One way to make it colored is to do Adjustments > Color Balance and then move the sliders to add color to the gray. You can either do that as an adjustment layer, if you don't want to apply it to the entire map, or to the entire map from the main Image menu.
Another way is to make a new layer and fill it with a color, and then set the new layer blending option to Multiply.
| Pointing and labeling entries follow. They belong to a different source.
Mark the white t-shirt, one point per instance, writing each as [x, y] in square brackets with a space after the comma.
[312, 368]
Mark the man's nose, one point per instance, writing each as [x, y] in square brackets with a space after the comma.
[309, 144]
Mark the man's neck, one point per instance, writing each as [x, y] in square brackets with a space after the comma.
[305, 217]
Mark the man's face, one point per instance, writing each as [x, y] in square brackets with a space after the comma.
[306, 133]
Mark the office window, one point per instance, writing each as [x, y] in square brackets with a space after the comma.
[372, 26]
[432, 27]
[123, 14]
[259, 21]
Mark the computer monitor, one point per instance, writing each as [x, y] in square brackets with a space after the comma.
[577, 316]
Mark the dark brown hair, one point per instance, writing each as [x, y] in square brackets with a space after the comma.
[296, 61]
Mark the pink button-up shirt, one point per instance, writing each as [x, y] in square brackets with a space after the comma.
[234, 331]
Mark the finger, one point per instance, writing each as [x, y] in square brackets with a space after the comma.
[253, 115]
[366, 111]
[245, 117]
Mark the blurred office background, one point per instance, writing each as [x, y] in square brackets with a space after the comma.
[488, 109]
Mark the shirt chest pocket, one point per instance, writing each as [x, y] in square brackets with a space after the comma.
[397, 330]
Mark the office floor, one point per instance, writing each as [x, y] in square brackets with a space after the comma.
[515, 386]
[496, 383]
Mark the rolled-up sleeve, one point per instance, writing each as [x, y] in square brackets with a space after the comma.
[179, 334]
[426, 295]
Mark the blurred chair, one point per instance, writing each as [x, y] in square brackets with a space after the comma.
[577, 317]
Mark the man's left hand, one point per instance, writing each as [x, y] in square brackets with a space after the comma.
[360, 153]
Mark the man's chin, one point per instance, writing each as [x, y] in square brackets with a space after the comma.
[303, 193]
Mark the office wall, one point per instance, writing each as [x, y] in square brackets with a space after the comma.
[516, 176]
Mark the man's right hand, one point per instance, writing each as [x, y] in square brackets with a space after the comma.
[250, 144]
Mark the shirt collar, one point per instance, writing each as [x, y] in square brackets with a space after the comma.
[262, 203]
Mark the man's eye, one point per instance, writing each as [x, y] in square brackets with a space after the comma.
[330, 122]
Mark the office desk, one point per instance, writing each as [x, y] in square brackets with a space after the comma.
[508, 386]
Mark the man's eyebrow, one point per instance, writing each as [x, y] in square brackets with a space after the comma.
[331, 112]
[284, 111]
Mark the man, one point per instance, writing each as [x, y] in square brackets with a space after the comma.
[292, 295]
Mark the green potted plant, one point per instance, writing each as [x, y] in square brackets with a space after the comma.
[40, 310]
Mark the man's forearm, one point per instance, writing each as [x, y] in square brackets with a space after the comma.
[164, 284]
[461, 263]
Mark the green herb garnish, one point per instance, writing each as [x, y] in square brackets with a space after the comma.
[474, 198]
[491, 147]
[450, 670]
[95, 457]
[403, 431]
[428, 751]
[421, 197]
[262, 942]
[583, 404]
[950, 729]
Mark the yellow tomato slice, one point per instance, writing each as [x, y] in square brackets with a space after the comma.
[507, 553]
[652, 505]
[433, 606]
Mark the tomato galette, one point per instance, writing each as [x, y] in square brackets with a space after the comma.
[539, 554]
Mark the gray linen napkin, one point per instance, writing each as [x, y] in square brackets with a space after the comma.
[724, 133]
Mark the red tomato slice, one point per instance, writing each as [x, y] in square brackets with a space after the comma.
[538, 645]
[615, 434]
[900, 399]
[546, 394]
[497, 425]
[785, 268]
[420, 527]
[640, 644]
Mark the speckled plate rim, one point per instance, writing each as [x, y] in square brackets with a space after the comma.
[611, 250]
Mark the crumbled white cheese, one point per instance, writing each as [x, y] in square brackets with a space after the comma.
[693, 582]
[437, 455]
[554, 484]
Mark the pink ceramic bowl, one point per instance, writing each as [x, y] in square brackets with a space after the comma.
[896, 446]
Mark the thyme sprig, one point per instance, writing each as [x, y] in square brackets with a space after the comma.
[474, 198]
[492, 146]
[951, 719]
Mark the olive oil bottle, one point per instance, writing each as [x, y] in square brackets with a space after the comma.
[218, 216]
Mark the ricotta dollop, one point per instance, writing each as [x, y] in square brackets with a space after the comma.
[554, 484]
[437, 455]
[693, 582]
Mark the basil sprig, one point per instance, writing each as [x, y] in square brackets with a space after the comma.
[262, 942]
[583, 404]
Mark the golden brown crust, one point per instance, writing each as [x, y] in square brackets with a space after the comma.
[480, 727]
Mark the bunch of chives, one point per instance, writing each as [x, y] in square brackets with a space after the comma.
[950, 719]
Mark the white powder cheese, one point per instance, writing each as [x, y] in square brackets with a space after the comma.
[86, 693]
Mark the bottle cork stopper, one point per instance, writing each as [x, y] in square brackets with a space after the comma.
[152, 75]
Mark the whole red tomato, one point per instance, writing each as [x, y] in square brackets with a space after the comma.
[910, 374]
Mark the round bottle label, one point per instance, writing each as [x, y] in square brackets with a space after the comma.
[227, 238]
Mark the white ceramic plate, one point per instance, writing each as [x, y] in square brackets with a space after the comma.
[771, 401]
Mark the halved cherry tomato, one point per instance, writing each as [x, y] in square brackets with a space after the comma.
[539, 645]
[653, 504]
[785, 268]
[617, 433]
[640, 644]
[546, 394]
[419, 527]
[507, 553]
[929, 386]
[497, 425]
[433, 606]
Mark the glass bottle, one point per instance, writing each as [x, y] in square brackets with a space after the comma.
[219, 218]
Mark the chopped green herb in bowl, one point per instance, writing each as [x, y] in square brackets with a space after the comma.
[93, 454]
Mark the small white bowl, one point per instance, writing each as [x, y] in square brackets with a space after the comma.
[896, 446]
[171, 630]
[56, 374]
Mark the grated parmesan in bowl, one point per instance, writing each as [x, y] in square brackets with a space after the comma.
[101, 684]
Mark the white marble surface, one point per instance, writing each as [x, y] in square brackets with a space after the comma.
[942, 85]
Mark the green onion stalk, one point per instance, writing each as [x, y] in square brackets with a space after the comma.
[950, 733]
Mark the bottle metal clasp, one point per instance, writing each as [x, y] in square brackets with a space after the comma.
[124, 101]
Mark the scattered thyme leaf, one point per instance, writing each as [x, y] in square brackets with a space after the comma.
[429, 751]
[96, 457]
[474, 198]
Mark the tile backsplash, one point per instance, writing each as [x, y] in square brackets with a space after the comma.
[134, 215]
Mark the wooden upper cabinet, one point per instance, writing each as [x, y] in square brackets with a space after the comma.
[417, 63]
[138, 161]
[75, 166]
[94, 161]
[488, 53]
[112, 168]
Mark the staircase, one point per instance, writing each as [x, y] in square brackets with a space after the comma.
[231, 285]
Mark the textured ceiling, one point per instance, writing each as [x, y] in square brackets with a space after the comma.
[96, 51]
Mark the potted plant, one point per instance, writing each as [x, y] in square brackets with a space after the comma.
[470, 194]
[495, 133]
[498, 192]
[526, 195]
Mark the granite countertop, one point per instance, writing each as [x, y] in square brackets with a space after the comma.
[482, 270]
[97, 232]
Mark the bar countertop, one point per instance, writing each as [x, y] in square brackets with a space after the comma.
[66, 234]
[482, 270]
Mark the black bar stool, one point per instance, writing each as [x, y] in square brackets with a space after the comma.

This is pretty much the same as making a color layer. Once you find a texture, make it black and white, and add as a layer on top of your baked image. Play around with the layer blending options and layer transparency -- I usually use either Multiply, or Overlay, but some of the others can be good, too.
|
|
|
Post by Fwecka (Lolabellesims) on Sept 18, 2021 22:15:20 GMT -5
Wow, thank you so much for such thorough instructions!! I might be able to do much better job on my next cc keeping in mind all of those:) But could you help me with one more thing? How do I change just the color of the baked map without ruining the texture using photoshop? I searched everywhere but couldn't seem to find it. Also, is there a way to change the texture like leather clothing? (but keeping the baked texture) Another thing you can do it go to Image > Adjustments > Curves and give the baked texture a color--any color--then Image > Adjustments > Hue/Saturation to adjust the colors and the saturation. If you want to brighten or darken the colors I usually use Image > Adjustments > Levels. It's seems to me that Levels does a better job of maintaining the shadow contrast. Lightening a color through Hue/Saturation or Brightness/Contrast makes everything look faded. If you want to use a specific pattern-type texture such as leather, you can add the leather texture as a new layer then change the blending mode, as gibi described. Here's a good tutorial for making your own leather texture in Photoshop.
|
|
|
Post by mauvemorn on Sept 19, 2021 3:55:37 GMT -5
We need to know what image editing software you're using but there are a few approaches to this: 1). You can change the color of the material, bake the diffuse, then adjust the color in the image editing software with Hue/Saturation or Selective color. The lightness can be adjusted with Levels or Curves; 2). You can bake the diffuse as grey, then fill the same area with color and change its blending mode to Overlay/Soft Light/Hard light/ Multiply, whichever works best To make leather look like leather, you need reflections. Simply adding leather texture will do nothing, it will just look noisy. You need to bake the texture in cycles with a properly set up material. Setting up lights/using LittleDica's specular imitator, rendering in Cycles, setting up the materials are general blender topics with a lot of information, we cannot help with it here but you can find your answers on youtube.
|
|
|
Post by yi4183 on Sept 20, 2021 13:52:46 GMT -5
Yes, exactly what I was looking for! Thank you.